Thoughts on the passing of Ruth Bader Ginsburg

President Trump got it right last night when he called the late Justice Ginsburg an amazing woman with an amazing life. She is the foremost female the American legal professor has produced to date, and it’s unlikely that she will be surpassed any time soon.

Ginsburg was a fierce partisan and liberal ideologue. Yet, she is said to have forged and maintained a strong friendship with the late Justice Scalia. This speaks to the grace and character of both jurists.

I don’t know how Ginsburg’s passing and the ensuing battle to replace her will affect the election. My sense is that it will have little direct impact on the presidential election, where the battle lines are set.

The future of the Supreme Court is a big deal, of course. Indeed, there is no issue in the presidential race that is more important. But both sides are about equally passionate on the matter, it seems to me.

If there is an impact on the presidential election, it might come if/when the Supreme Court decides the outcome. Things were setting up for a 5-4 decision, with Chief Justice Roberts as the swing vote.

Now, the alignment might end up being 4-3-1 (with conservatives in the plurality). If so, Roberts would still be the key vote. He could join the strong conservatives in a 5-3 majority or join the liberals, making the vote 4-4. A tie would mean leaving in place whatever decision was reached below. Would Roberts want a president to take office by virtue of a deadlocked Supreme Court and a lower court ruling?

I should emphasize, however, that facts will matter if the case is before the Supreme Court. Both sides will probably need a decent case for the potential deadlock I have suggested to occur.

If there is a direct electoral effect from Ginsburg’s passing, it might occur in tight Senate races involving endangered incumbents like Susan Collins, Thom Tillis, and Cory Gardner. That effect could vary from race to race, and will depend, in part, on what the candidates say and/or promise regarding filling the vacancy.

As for having a vote before Election Day, that seems unlikely to me for logistical and political reasons. The calendar, in the context of an election, seems highly problematic.

Confirmation before the election would be, as well. Sens. Collins, Murkowski, and Romney seem certain not to vote for confirming a Justice pre-election. Embattled incumbents might think they would be giving their job away by voting to confirm a strong, controversial conservative.

As for confirming a nominee if Trump loses, I think that’s unlikely too. Again, three no votes seem cast in stone. Good luck herding the remaining 50 GOP Senators, including lame ducks, into the fold.
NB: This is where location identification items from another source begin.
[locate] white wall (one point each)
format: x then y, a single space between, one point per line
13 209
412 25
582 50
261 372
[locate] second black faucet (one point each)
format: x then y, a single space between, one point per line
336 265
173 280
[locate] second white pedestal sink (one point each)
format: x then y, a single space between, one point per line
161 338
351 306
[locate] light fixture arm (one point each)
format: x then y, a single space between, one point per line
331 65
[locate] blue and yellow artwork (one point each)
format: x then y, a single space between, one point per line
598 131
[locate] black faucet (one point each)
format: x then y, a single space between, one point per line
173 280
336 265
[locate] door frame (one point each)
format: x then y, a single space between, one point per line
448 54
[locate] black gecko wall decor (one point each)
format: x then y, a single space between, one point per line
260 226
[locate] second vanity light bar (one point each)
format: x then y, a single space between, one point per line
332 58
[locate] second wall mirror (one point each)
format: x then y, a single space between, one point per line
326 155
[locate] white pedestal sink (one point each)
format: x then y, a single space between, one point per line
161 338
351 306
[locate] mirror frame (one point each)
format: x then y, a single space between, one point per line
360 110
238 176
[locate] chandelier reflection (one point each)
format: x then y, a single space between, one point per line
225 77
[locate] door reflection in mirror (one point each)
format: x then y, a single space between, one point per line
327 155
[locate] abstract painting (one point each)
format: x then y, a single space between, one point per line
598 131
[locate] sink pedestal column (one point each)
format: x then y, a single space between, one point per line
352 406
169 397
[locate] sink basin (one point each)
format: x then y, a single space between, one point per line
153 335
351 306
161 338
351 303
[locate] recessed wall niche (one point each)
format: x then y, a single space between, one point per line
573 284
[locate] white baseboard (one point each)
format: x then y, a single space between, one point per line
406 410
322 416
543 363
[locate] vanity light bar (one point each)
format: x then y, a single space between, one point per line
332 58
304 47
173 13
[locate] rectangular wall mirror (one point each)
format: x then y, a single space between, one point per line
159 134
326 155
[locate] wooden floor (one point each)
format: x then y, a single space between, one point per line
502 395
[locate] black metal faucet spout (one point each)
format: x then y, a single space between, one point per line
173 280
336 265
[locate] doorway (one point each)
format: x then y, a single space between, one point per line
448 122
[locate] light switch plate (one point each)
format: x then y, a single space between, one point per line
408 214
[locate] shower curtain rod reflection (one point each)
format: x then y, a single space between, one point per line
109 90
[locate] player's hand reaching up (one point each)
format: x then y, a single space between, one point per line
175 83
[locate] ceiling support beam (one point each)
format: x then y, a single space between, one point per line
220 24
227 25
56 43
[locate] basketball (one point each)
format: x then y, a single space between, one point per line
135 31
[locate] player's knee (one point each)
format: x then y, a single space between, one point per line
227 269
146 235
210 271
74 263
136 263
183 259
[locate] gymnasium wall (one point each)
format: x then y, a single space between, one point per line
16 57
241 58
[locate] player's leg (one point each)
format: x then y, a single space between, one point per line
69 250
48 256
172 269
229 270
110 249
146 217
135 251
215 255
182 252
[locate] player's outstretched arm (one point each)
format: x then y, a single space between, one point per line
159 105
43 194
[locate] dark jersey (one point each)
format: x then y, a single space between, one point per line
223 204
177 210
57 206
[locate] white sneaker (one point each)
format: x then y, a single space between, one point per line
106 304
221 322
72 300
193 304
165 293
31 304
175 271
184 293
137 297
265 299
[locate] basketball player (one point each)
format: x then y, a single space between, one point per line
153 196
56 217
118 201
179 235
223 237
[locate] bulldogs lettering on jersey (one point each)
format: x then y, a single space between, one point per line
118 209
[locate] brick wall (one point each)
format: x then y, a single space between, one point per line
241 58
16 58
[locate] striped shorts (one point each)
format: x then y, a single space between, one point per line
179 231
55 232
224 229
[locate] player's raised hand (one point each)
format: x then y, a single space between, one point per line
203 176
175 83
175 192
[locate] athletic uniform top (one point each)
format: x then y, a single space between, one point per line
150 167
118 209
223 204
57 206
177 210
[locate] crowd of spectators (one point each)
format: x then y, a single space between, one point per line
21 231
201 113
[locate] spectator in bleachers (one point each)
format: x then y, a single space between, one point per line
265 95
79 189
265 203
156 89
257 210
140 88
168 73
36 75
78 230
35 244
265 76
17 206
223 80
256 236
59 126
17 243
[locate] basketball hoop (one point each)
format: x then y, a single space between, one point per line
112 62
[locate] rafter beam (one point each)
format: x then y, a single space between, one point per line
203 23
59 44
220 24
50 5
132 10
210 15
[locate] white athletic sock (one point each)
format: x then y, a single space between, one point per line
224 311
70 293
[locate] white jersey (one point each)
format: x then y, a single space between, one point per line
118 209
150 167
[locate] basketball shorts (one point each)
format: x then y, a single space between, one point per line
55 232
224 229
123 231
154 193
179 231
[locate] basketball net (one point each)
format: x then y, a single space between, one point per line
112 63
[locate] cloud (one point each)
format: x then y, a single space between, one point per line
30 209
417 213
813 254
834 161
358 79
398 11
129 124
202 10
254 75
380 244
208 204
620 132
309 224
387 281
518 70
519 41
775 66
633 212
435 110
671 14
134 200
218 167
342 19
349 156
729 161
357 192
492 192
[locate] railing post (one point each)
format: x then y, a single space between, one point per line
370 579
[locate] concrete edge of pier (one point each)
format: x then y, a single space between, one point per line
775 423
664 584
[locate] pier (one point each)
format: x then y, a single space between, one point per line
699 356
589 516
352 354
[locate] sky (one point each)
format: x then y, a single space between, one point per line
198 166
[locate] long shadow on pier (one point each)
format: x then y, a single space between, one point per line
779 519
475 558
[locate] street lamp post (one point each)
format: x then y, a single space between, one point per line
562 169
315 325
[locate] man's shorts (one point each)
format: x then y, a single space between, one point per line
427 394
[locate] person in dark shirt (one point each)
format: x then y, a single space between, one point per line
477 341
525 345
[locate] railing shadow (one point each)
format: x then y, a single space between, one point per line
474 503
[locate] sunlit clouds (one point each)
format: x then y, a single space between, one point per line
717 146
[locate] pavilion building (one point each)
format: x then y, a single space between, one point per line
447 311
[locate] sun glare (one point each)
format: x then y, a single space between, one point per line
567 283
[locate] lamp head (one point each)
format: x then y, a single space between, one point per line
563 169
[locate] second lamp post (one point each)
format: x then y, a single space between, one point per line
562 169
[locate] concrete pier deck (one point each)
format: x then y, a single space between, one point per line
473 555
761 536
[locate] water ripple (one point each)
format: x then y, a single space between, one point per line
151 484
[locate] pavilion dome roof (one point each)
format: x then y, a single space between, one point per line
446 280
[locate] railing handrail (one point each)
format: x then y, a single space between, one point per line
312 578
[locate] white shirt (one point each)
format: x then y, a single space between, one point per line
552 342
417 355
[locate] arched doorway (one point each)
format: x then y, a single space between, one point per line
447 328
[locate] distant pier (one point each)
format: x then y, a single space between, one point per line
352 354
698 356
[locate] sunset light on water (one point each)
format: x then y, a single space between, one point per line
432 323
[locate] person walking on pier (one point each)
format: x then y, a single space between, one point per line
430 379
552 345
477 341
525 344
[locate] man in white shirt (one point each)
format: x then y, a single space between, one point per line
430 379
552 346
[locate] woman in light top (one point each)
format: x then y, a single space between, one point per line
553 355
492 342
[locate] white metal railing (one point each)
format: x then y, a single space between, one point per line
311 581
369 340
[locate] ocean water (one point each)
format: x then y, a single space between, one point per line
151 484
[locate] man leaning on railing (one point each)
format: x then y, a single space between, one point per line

Confirmation of a Justice by a lame duck Senate would increase the likelihood that Democrats will succeed in packing the Court at the first available opportunity. This, too, might deter a few Republican Senators.

As for whom Trump will nominate, I expect him to pick the person he concludes will maximize his reelection chances — maybe Judge Amy Barrett who might galvanize conservatives and evangelicals. This seems especially true if he believes the likelihood of confirming anyone he nominates is low, in the event Biden wins.

It’s likely that Trump sees Ginsburg’s death as an electoral opportunity and, my doubts notwithstanding, it might well be.